Franco NovelloAcqui Terme. “Ora più che mai è sotto gli occhi di tutti la situazione dei centri storici delle città e delle difficoltà in cui sopravvivono i negozi tradizionali, assediati da un’overdose di grande distribuzione, dal commercio online, dalla crisi e dai cambiamenti di gusti ed abitudini dei consumatori.

Pertanto si rende necessario avviare una riforma della legge sul commercio che veda protagoniste tutte le forze politiche per cambiare l’attuale normativa di anarchia, che serve solo per fare gli interessi dei grandi Player” – commenta Manuela Ulandi, Presidente provinciale Confesercenti.

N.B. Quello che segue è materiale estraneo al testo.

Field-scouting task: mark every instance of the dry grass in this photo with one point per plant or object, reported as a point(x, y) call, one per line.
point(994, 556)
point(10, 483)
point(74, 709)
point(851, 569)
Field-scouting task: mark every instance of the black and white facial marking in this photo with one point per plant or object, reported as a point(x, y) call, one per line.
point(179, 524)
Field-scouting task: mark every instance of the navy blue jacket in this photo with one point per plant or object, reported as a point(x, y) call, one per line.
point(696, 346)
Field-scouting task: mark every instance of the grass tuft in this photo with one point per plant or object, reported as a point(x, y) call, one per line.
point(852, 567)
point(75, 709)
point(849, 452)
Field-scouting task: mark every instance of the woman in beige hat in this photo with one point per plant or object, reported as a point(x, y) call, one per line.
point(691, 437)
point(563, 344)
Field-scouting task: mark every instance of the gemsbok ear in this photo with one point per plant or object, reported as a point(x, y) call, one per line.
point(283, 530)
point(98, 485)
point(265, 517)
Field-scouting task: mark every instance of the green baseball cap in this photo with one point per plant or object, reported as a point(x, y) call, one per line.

“Uno degli obiettivi fondamentali della liberalizzazione era garantire una maggiore concorrenza delle imprese. Di fatto si è ottenuto il risultato opposto, favorendo solo centri commerciali, supermercati ed outlet. Le grandi imprese che operano solo su internet (Dot Com), quali Amazon, E-bay, Expedia, Alibabà (Cina) solo per citarne alcune, regnano incontrastate sul web e solo il 4% rimane al comparto del retail.

Sovente le multinazionali hanno le sedi legali nei paradisi fiscali nei quali si rifugiano, evitando di contribuire con la giusta quota di tasse al funzionamento di servizi pubblici per tutti i cittadini.

Ancora una volta la diseguaglianza con noi piccoli imprenditori tartassati e vessati da qualunque tipo di balzello crea un divario in termine di sopportazione e di capacità competitiva” – dichiara Franco Novello, Presidente  Confesercenti, zona di Acqui Terme.